Igualmente sostuvo, que el juez de segundo grado apreció erróneamente el pronunciamiento de la Junta Regional de Calificación de invalidez (folios 79 y 79 vto.) respecto al carácter común que le otorgó al accidente sufrido por el demandante. A su turno, la parte opositora en su escrito sostiene con fundamento en el principio de la libre formación del convencimiento, que el Tribunal tiene la facultad de apreciar libremente las pruebas allegadas al proceso y de las que a bien tenga para deducir cual es la verdad real del caso; resultando válido que el ad quem se apoyara en los documentos y en el testimonio para llenar los vacíos encontrados en el pronunciamiento de la Junta en cuanto al origen de la lesión del actor, más aún cuando las pruebas en que “se apoyó el Tribunal son coincidentes al evidenciar que la lesión sufrida por el demandante ocurrió en virtud de un accidente de trabajo, y los detalles en los que las mismas difieren son intrascendentes frente a la conclusión que de ellas emerge” (folio 40 cuaderno 2).

Considera que la comparación entre las pruebas efectuada por el demandante es mas propio de un alegato de instancia que del análisis inherente al recurso extraordinario; y sostiene, que el dictamen rendido por al Junta Regional de Calificaciones no es idóneo para desvirtuar la conclusión del Tribunal pues aun cuando en el se establece que la pérdida de la capacidad laboral del trabajador fue de origen común, no se describe la forma de cómo se generó la disfunción del demandante; y contrario sensu, las pruebas en que se apoyó el Tribunal “si dan cuenta de la forma como acaeció la lesión que presenta el accionante” (folio 41, cuaderno 2).

IV. CONSIDERACIONES DE LA CORTE Observa la Corte que la discusión planteada en este cargo, se centra en el carácter de accidente de trabajo sufrido por el actor, deducido por el Tribunal de las pruebas, que según el recurrente, erró gravemente en su valoración al establecer hechos y calificaciones que no se derivan de ellas.
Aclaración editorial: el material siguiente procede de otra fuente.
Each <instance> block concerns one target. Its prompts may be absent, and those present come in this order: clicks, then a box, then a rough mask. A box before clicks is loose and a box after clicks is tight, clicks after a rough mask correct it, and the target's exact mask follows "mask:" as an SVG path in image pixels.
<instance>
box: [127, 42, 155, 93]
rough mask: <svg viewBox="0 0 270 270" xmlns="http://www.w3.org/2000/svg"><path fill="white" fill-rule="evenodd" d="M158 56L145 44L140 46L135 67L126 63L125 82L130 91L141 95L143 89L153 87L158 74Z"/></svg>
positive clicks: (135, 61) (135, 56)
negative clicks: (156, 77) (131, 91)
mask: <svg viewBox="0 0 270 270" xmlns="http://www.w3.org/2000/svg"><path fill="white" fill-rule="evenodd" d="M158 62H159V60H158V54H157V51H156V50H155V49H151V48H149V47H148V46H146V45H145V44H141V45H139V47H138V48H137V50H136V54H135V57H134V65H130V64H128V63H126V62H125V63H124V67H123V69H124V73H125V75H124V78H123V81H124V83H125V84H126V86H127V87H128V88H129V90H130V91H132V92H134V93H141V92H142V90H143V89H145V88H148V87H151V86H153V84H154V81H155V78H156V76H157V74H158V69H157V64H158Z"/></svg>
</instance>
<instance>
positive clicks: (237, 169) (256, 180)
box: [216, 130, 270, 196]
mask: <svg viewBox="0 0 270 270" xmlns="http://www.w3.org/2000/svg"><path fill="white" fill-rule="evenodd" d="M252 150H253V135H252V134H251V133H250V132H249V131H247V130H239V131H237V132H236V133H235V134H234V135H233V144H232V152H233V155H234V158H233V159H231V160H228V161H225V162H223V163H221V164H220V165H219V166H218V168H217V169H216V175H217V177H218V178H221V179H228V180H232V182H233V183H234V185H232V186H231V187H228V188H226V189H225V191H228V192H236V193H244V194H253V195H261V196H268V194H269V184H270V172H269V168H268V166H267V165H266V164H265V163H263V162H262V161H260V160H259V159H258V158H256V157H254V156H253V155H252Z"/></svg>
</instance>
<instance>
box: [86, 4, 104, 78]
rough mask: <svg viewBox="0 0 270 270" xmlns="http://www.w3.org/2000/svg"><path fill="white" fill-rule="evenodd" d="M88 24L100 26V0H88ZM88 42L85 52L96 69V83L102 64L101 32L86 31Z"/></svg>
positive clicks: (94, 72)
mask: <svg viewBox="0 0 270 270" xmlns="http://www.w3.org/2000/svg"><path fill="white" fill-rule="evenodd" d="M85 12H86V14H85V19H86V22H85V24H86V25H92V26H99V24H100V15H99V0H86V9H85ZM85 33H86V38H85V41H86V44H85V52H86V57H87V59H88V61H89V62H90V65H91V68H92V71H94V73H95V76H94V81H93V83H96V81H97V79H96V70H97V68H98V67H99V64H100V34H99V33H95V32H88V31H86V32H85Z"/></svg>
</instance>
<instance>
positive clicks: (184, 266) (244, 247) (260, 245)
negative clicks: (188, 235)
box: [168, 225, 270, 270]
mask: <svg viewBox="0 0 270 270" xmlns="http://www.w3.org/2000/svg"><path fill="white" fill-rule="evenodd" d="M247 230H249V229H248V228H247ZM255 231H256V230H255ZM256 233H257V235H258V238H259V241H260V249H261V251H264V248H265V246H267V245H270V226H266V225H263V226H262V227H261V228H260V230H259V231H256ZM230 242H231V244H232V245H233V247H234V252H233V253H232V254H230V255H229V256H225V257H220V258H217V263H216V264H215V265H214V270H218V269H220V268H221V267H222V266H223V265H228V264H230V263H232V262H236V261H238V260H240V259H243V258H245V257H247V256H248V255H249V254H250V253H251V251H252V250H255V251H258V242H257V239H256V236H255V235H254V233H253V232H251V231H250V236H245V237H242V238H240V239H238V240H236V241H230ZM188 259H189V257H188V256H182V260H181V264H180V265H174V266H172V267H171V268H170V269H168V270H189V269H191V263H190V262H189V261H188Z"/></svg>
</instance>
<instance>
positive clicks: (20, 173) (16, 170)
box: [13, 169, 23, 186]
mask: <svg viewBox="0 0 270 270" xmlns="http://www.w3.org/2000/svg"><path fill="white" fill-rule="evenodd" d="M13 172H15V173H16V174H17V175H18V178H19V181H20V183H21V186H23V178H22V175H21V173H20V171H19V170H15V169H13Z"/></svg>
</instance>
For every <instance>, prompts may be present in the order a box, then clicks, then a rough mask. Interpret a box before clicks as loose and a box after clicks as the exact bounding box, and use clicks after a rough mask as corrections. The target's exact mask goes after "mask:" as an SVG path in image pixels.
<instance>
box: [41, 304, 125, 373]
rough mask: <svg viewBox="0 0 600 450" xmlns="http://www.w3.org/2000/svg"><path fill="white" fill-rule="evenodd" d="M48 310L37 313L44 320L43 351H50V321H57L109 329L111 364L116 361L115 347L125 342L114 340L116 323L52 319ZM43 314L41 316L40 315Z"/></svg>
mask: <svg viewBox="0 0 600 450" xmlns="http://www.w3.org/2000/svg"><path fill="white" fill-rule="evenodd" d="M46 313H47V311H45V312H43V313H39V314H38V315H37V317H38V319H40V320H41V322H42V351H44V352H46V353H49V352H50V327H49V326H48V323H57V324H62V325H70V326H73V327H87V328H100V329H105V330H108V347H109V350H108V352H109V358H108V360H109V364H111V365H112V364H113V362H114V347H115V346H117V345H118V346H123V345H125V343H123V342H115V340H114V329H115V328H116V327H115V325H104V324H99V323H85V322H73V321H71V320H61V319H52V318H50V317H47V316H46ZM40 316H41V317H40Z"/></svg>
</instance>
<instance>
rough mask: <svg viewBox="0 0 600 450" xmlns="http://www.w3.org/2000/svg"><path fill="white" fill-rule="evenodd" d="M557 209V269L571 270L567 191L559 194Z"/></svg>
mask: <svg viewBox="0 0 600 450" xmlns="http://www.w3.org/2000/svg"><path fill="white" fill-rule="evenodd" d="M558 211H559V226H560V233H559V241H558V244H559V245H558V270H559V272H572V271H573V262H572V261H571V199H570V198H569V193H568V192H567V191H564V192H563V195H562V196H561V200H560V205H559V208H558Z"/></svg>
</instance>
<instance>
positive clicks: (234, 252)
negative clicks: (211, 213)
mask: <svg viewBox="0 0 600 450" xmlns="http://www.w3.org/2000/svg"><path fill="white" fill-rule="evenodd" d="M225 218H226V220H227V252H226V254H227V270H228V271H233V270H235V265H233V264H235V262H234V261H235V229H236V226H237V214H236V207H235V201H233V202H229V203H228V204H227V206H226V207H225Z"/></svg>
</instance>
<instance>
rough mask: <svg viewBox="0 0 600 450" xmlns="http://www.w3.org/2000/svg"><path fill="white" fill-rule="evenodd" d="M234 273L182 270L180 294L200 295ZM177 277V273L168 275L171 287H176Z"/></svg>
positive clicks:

Como se dejó establecido atrás al hacerse el resumen de la sentencia, el Tribunal acogió como fecha que determinó la capacidad laboral del demandante, la de estructuración fijada como en 1986, tanto por la Junta Calificadora como por Medicina Laboral y por lo mismo dio aplicación al acuerdo 155 de 1963 aprobado por el Decreto 3170 de 1964, normatividad aplicable para la fecha en que ocurrió el hecho.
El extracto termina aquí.